There are frequently used, especially in motor vehicles, interior covering elements comprising a visible flexible outer skin, an internal support member, and a foam disposed between the skin and the support. Such elements are produced by a closed-mould foaming process, which comprises introducing a fluid material through a nozzle of the mould.
There is already known, according to document U.S. Pat. No. 5,017,115, a method for producing an interior covering element having a visible flexible outer skin, an internal support member formed by a rigid frame, and a foam disposed between the skin and a rear face at which the foam is visible, the rigid frame being fully enclosed between the skin and the foam. The rigid support frame, which is remote from a nozzle for introduction of the fluid material during moulding of the element, is held by a catch device during the moulding operation so that it remains in contact with the skin. Catching is effected in a position remote from the nozzle for introduction of the fluid material.
The invention relates to a different type of interior covering element, in which the visible flexible outer skin and the rigid internal support, which is sometimes called an “insert”, together delimit the whole of the cavity in which the foam is located, the foam accordingly not being visible anywhere, except perhaps very locally at an orifice, formed in the support, for introduction of the foaming material. Such elements are produced by a closed-mould foaming process in which the foaming cavity is delimited wholly by the skin and the support and not by a mould.
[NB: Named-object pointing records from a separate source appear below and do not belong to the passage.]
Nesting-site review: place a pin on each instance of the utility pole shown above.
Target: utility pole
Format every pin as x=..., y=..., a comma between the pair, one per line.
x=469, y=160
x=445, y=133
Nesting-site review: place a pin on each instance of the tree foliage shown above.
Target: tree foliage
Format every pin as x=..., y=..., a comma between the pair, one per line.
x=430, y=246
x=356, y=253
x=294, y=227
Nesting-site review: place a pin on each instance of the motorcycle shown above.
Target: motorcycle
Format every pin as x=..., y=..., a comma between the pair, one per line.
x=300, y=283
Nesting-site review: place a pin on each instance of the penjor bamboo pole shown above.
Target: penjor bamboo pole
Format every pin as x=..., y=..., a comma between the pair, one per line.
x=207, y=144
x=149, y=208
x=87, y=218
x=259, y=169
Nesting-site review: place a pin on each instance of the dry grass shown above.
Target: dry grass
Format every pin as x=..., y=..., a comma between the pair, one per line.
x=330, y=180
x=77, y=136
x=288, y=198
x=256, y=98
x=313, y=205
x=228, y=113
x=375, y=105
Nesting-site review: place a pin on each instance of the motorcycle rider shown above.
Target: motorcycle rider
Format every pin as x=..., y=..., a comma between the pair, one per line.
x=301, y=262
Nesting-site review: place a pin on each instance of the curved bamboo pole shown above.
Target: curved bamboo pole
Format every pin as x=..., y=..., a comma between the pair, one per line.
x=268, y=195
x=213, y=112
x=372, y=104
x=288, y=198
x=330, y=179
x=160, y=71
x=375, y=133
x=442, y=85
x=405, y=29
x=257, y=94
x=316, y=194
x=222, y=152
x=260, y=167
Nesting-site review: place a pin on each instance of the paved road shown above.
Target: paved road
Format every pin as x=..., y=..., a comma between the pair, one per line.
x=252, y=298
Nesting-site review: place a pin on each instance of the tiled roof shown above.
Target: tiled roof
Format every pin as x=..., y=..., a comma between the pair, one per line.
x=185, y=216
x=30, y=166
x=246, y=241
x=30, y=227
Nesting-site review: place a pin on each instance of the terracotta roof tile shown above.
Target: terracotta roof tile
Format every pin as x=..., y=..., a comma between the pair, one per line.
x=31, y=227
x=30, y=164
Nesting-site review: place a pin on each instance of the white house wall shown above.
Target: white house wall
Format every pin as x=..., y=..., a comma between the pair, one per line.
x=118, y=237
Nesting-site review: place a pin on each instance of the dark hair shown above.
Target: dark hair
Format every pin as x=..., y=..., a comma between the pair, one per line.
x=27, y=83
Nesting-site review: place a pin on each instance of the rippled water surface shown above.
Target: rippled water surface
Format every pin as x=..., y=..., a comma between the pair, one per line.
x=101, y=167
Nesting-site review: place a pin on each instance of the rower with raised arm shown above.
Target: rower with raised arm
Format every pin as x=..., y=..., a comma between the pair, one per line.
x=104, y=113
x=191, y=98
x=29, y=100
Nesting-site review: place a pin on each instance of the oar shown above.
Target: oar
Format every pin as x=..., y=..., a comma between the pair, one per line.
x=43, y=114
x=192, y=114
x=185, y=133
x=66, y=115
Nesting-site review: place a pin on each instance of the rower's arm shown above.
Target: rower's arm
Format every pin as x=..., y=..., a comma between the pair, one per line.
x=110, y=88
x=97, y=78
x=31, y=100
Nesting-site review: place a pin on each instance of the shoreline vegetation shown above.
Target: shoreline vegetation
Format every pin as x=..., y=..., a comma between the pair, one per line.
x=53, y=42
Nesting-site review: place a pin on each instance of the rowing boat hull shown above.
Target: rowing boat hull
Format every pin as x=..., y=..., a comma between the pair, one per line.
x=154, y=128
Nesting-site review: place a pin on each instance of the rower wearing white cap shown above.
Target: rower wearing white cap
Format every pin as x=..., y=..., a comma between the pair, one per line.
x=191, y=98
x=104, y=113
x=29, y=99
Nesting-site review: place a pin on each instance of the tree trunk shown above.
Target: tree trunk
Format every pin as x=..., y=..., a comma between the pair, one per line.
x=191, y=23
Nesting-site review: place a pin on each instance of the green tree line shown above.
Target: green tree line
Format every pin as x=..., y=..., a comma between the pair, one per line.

It has been noted that some interior covering elements so produced have a defect in their appearance in the form of a hollow opposite the location of the orifice for introduction of the foaming material into the support. It was then realised that, on introduction of the fluid foaming material through the orifice adjacent to one mould part, the internal support tends to come away from that mould part. At the end of the introduction, the rigid support tends to assume its original position again and therefore to form a hollow which is visible from the flexible skin side.
It would be possible to provide strong reinforcing ribs around the whole of the orifice in order to prevent the support from being lifted relative to the associated mould part. However, if the part next to the introduction orifice is extensive, the ribs must be very extensive, and they then increase the weight, and therefore the cost, of the rigid support considerably.